The root of a faulty framework stems from the fact that most collaborations are only established through memorandums of understanding (MOUs). This expression of agreement does not do enough to address large governance issues, ensure participation among the collaboration, define leadership, and add more specified accountability measures.

==Successful conditions for work force development programs==

Although workforce development strategies vary by whether they are focused on demands due to the location or from industries in the area, or both, common threads run through the success stories evaluated by economic developers thus far.

===Pre-assessment of community needs===

Prior to implementing a sector- or place-based approach, an analysis of the community's current and anticipated needs should be undertaken. One report details a sector analysis to determine the need for more healthcare workers in a particular community, for example. Another example might be the pay for a particular position being aligned with the cost of housing in a particular area.

===Ties with employers===

Both sector and place-based strategies emphasize the importance of ties with the employers. Even in place-based strategies focused on finding work quickly must tie efforts to employers to determine who is hiring.
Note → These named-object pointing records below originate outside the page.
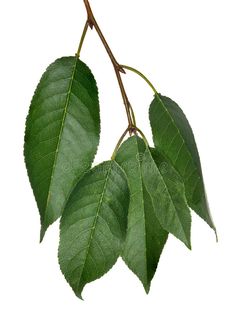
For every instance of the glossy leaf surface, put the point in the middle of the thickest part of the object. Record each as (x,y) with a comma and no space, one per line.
(145,237)
(173,135)
(166,190)
(62,134)
(93,225)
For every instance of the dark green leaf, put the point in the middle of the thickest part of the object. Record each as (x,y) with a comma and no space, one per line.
(174,136)
(145,237)
(93,225)
(62,134)
(166,190)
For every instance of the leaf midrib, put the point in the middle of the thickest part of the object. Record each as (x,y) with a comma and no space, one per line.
(61,132)
(95,220)
(169,194)
(173,122)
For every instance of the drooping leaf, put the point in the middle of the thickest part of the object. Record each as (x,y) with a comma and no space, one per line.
(62,134)
(173,135)
(166,190)
(145,237)
(93,225)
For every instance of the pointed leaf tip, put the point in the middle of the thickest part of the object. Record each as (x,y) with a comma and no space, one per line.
(93,225)
(62,134)
(173,135)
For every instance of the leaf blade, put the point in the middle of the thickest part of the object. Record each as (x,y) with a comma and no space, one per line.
(166,191)
(145,237)
(62,134)
(93,225)
(173,135)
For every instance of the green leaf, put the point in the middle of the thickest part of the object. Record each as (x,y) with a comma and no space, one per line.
(173,135)
(62,134)
(93,225)
(145,237)
(166,190)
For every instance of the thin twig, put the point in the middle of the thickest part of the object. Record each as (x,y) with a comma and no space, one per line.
(82,39)
(141,75)
(91,21)
(119,143)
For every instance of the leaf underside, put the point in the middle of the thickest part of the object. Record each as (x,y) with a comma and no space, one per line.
(173,135)
(145,237)
(93,225)
(62,134)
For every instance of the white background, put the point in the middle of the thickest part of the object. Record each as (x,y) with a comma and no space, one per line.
(187,49)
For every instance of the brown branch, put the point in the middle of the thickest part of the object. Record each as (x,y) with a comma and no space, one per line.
(117,67)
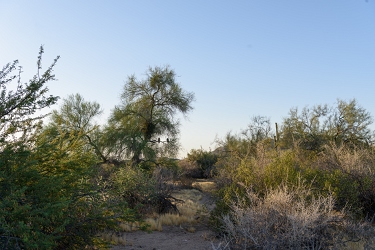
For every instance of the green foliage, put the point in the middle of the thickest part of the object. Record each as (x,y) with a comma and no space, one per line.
(148,112)
(48,196)
(77,116)
(329,149)
(312,128)
(17,107)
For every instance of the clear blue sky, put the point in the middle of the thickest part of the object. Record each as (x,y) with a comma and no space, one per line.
(240,58)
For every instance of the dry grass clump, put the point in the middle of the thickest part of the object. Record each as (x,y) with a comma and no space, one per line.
(288,219)
(190,212)
(205,186)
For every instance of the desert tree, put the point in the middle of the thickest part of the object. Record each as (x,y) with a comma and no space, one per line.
(47,199)
(311,128)
(77,116)
(18,106)
(148,111)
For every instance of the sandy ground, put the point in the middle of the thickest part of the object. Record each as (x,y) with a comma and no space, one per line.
(171,238)
(175,237)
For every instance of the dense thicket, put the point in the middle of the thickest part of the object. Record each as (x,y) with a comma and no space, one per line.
(329,151)
(49,198)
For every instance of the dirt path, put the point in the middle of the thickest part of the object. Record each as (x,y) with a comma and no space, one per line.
(184,237)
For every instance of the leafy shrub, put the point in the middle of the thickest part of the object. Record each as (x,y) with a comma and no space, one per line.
(287,218)
(202,163)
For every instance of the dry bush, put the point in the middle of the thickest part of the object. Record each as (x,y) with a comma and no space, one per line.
(351,177)
(287,219)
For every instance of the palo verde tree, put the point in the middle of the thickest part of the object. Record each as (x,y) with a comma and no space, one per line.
(76,116)
(148,112)
(47,198)
(347,123)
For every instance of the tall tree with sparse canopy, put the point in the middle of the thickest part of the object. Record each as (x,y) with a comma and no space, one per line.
(148,112)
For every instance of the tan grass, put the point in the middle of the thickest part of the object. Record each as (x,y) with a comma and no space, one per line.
(190,210)
(205,186)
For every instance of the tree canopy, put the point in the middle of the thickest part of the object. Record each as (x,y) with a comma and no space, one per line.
(147,113)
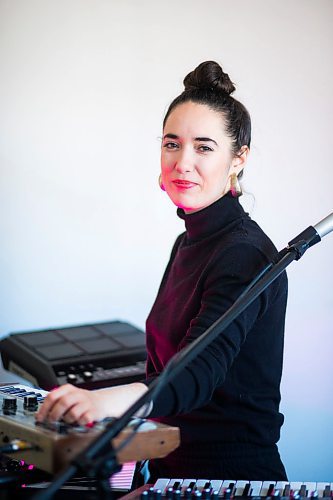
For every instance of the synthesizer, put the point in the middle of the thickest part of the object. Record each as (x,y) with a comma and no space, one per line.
(216,489)
(90,356)
(52,446)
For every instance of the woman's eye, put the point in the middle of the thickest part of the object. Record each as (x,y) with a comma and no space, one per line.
(204,148)
(170,145)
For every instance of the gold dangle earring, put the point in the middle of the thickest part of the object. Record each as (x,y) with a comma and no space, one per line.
(235,188)
(160,183)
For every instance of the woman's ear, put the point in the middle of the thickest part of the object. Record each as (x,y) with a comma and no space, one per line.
(239,160)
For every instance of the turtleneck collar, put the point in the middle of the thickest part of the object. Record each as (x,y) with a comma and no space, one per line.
(213,218)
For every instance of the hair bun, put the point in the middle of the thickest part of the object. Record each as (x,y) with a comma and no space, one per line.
(209,75)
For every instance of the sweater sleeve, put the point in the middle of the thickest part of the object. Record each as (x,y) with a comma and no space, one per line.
(226,278)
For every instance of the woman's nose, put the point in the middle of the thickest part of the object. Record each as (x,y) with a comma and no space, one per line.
(184,162)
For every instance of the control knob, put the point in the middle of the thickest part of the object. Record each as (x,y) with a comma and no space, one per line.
(30,402)
(9,404)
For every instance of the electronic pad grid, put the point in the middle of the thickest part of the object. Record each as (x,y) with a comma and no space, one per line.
(89,356)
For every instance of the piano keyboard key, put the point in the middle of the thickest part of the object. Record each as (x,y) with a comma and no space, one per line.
(228,488)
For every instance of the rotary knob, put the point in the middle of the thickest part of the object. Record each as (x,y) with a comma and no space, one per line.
(30,402)
(87,375)
(9,404)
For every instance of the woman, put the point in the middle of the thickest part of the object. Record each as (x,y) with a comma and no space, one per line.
(226,402)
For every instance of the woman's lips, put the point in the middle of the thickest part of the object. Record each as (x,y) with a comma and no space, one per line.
(184,184)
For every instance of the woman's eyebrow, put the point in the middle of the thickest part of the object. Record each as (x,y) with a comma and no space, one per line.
(197,139)
(205,139)
(170,136)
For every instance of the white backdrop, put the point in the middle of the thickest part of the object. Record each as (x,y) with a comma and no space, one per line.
(85,230)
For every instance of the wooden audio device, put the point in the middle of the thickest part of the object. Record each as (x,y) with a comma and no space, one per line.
(51,447)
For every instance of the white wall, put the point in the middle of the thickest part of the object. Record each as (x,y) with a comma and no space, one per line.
(85,230)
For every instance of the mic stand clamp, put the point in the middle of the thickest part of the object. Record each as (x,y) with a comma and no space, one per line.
(100,468)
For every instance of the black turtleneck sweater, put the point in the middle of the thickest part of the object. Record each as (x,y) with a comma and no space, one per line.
(230,393)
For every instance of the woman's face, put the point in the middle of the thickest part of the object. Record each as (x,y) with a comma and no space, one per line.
(196,157)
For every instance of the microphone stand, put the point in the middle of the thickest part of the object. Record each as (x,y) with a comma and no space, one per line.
(99,458)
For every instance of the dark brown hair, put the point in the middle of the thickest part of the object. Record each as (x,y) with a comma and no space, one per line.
(208,84)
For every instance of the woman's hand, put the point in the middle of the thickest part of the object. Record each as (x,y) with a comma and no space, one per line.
(74,405)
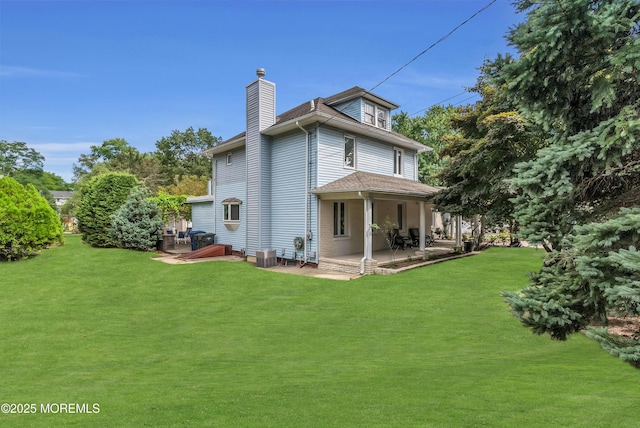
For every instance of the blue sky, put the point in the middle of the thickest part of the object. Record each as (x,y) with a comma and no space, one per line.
(76,73)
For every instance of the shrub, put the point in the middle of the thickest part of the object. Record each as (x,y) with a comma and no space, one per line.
(101,197)
(27,222)
(137,224)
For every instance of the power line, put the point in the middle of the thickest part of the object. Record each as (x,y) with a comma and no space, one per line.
(440,40)
(437,42)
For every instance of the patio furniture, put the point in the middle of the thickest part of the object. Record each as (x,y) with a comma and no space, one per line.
(182,237)
(414,232)
(401,241)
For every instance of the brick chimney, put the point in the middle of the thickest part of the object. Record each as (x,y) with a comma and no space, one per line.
(261,114)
In place-based programs, this may entail determining general skills that are lacking in a specific population such as English-speaking skills.

Work force development programs can be evaluated based on the strength and number of ties with community employers during the creation stage of the program, as well as their ongoing participation to constantly assess which skills are most needed. “Employer leadership is key to long-term reform” of work force development systems.

Programs that maintain high standards for participants may build credibility with partner employees, potentially expanding the number of employment opportunities available.

===Adaptability===

Programs must be flexible, so that they can change when market or work force conditions change. One marker of adaptability is the presence of mechanisms to listen to what the community saying, evidenced by the close ties with community stakeholders and nonprofits as explained above.

Another area where this characteristic is important is with participant training. Programs should take into account how skilled participants are when coming into the program and the pace that participants works at. Consideration of these factors on a person-to-person basis is important to develop participants' skills more efficiently and keep participants engaged. Programs should recognize that skills for a job are not the only keys to success for the job. "Individuals need to understand the norms and culture of the workplace. Thus programs pay a great deal of attention not only to the content of training curricula but also to the atmosphere and culture of the training program".